Not so with smart contracts. A paper I read yesterday showed how smart contracts can be used to execute trustless, crowd-sourced DoS attacks on rival blockchains (https://eprint.iacr.org/2019/775.pdf). It's ridiculous. Once you open the Pandora's Box of smart contracts, you can throw your consensus guarantees out the window.


> smart contracts can be used to execute trustless, crowd-sourced DoS attacks on rival blockchains

And that's a good thing. We needed an established way to attack rival blockchains that use the same PoW mechanism. They are insecure by design of PoW, and until they are all torn down by attacks, unsuspecting people can loose a lot of money.


>He's very good at obfuscating it by appearing very smart: read his articles and tweets, they always sound complex, but can be rewritten in much simpler terms.

What? Nothing could be more unfair. His articles on zk-snarks and starks are probably the most approachable explanations available.

https://medium.com/@VitalikButerin/quadratic-arithmetic-prog...

https://vitalik.ca/general/2017/11/09/starks_part_1.html


I don't agree, but anyway, how does that even make him a scammer? Vitalik rarely talks about the price of ETH, and he's very open about the risks and shortcomings.

During the 2016-2017 bubble he was even tweeting that the crypto space had done very little to even deserve the runup. However you had several other prominent people tweeting things that only amplified the bubble, so it did little to tame things, but at least he wasn't participating in it.

If he's a scammer, as you put it, he's doing a very poor job of that.


How this works?

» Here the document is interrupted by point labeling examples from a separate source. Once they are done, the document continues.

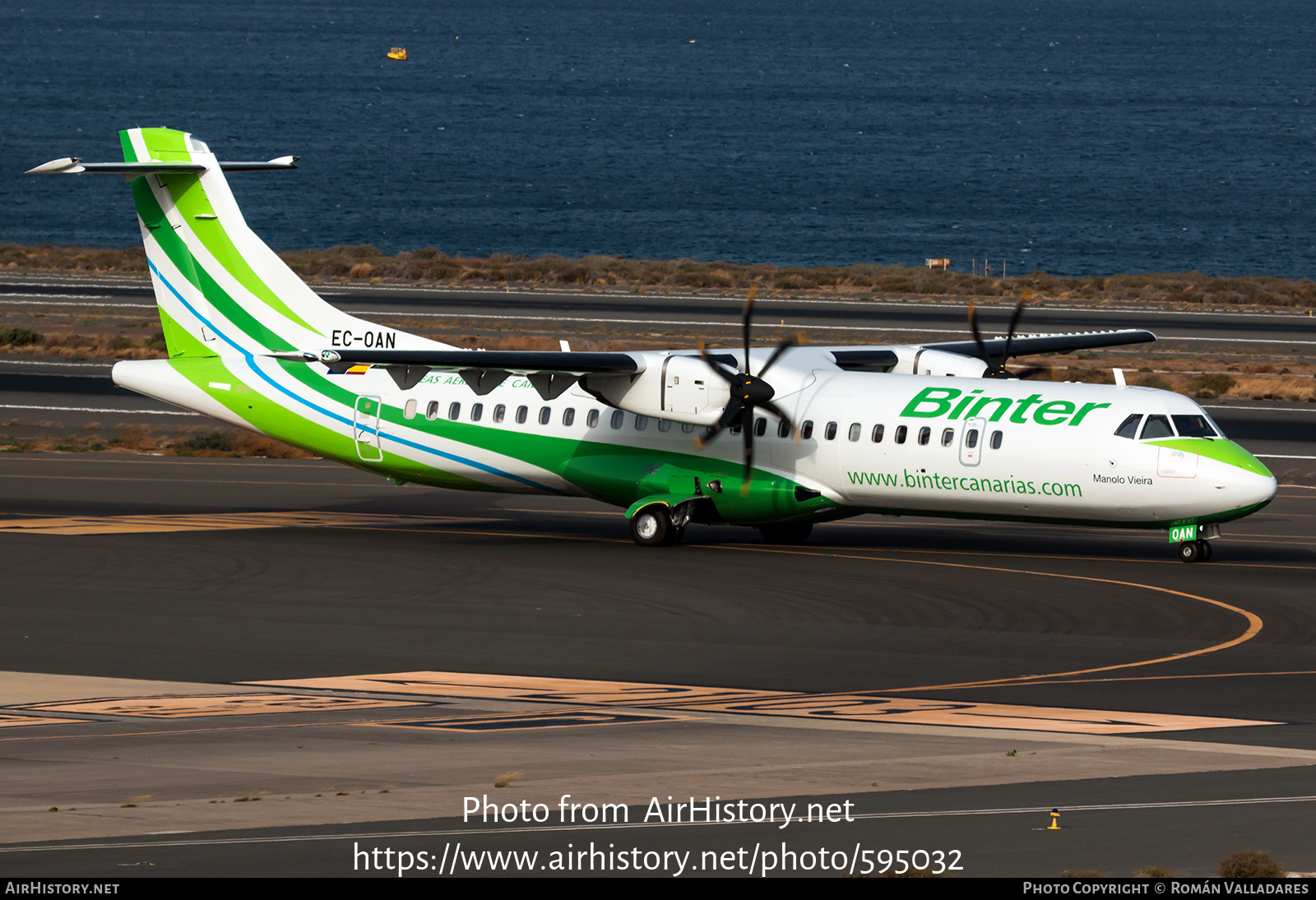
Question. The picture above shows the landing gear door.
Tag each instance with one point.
(365, 428)
(971, 441)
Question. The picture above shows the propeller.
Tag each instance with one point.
(997, 369)
(749, 391)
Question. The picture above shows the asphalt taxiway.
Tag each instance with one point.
(184, 633)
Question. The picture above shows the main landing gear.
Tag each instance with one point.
(653, 527)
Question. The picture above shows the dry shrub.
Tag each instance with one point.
(507, 778)
(136, 437)
(1250, 864)
(249, 443)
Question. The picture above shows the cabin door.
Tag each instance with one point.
(365, 427)
(971, 440)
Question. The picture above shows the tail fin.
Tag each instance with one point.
(219, 287)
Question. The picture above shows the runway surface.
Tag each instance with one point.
(177, 619)
(1273, 331)
(257, 666)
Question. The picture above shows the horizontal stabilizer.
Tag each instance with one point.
(1024, 345)
(76, 166)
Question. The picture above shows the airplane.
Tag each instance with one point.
(932, 429)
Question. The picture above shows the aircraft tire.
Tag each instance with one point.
(651, 527)
(791, 533)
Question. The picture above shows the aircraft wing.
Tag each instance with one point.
(549, 371)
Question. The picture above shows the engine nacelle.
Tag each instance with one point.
(918, 361)
(678, 387)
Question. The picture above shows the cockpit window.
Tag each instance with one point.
(1194, 427)
(1157, 427)
(1129, 427)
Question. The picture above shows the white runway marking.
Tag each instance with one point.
(122, 412)
(467, 832)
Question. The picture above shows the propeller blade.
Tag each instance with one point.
(728, 419)
(748, 318)
(978, 337)
(1010, 335)
(748, 430)
(703, 355)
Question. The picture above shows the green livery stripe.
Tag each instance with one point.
(178, 253)
(179, 341)
(1226, 452)
(191, 200)
(276, 420)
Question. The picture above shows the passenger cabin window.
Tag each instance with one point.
(1129, 427)
(1194, 427)
(1157, 427)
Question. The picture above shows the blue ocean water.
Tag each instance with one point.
(1078, 137)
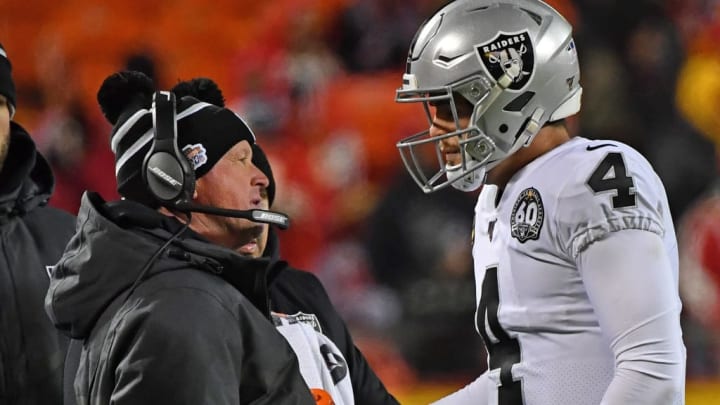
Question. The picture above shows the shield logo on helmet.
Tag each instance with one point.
(510, 53)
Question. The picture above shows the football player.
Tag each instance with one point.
(575, 254)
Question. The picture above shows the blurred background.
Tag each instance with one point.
(316, 80)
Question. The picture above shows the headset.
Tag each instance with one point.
(170, 178)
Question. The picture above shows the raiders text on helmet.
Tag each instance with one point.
(513, 60)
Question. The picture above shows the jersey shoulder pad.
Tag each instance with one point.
(608, 187)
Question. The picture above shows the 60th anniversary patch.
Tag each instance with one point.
(527, 216)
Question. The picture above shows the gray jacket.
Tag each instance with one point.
(194, 331)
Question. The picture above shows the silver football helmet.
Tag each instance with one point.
(514, 60)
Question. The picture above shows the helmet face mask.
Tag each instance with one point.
(514, 61)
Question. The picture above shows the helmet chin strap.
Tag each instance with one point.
(466, 182)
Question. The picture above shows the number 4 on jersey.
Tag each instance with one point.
(611, 175)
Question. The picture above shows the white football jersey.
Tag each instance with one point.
(543, 337)
(322, 364)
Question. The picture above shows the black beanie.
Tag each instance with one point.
(7, 86)
(205, 131)
(205, 89)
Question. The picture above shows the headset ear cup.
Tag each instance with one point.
(167, 173)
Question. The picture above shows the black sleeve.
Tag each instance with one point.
(300, 291)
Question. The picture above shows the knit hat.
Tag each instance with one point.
(205, 89)
(7, 86)
(205, 132)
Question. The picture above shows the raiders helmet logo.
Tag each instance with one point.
(509, 53)
(527, 216)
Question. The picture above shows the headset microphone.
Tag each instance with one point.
(264, 216)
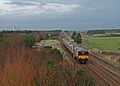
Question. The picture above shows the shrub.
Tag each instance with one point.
(29, 41)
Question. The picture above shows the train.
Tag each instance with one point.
(79, 53)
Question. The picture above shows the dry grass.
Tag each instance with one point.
(18, 71)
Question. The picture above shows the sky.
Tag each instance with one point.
(59, 14)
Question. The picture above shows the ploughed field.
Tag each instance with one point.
(102, 43)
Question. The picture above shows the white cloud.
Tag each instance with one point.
(7, 7)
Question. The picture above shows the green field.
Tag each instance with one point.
(102, 43)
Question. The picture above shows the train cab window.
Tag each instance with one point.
(86, 53)
(80, 53)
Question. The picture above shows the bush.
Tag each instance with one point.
(56, 51)
(29, 41)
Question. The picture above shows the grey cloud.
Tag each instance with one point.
(21, 3)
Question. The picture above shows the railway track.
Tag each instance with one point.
(102, 75)
(110, 78)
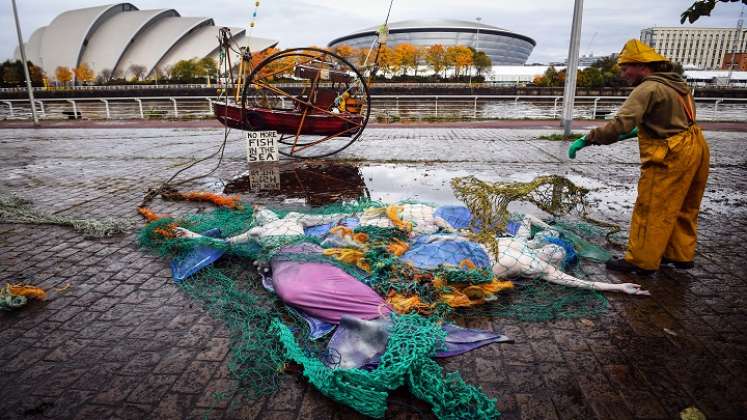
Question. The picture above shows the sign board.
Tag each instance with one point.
(264, 178)
(262, 146)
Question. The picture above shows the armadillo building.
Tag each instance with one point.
(504, 47)
(116, 37)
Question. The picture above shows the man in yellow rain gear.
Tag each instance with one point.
(674, 161)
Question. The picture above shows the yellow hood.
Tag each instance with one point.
(636, 51)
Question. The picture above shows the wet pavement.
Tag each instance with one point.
(117, 339)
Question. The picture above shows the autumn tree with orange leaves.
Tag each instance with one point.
(63, 74)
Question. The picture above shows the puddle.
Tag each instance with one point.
(319, 183)
(314, 184)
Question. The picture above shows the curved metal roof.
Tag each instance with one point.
(199, 43)
(110, 41)
(442, 25)
(115, 36)
(156, 42)
(67, 36)
(33, 47)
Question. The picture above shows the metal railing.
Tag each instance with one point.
(385, 108)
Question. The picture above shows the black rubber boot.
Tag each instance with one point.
(622, 266)
(682, 265)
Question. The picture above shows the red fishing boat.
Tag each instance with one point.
(316, 100)
(287, 122)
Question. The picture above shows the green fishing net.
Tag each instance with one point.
(407, 360)
(265, 335)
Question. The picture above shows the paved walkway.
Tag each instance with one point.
(118, 340)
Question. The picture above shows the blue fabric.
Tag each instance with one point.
(512, 227)
(317, 327)
(457, 216)
(428, 252)
(570, 253)
(461, 340)
(199, 258)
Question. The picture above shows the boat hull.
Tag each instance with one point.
(287, 122)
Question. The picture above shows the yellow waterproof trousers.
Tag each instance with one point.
(674, 172)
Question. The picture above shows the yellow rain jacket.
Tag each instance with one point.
(674, 169)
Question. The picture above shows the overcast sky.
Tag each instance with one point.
(606, 24)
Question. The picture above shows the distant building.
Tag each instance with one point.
(703, 48)
(501, 45)
(740, 61)
(115, 37)
(585, 60)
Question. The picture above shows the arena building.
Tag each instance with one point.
(501, 45)
(117, 36)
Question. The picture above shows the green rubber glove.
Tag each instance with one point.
(633, 133)
(577, 145)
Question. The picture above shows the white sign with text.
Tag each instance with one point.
(264, 178)
(262, 146)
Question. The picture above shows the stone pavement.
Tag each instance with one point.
(117, 339)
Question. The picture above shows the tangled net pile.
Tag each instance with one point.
(263, 344)
(14, 209)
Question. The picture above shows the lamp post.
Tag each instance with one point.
(22, 49)
(477, 46)
(569, 93)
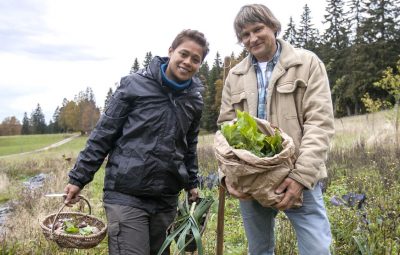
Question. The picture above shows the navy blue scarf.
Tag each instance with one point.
(173, 84)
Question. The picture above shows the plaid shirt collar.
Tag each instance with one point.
(275, 58)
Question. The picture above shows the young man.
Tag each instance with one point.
(149, 132)
(289, 87)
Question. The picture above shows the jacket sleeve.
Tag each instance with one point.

They send btc and people use them. You're thinking in the old frame of reference: you don't need banks, legal entities or identities even to produce code. Who cares if it's recognized or not.


Local tax authorities will care, and will have the resources to track you down.


What? If I'm an open source developer online, I doubt local tax authorities have the means to track me down. I can be anywhere in any country.


If they're donating to businesses that pay taxes, those businesses probably care.


I hope they donate to projects with anonymous developers, not businesses.


Knowing the founder, find it hard to believe. The guy who fled Russia to avoid persecution has little tolerance for any government trying to mess with people's privacy. Culturally, Russia itself has a lot more in common with the west. China is completely separated, from, I would say, the rest of the world, in terms of mentality. It's even different from most Asian countries and Hong Kong. Find it hard to imagine why would anyone cooperate with China on doing things the western world considers immoral and unacceptable.


Ah, great, all the features we don't need, but would have to upgrade to anyway.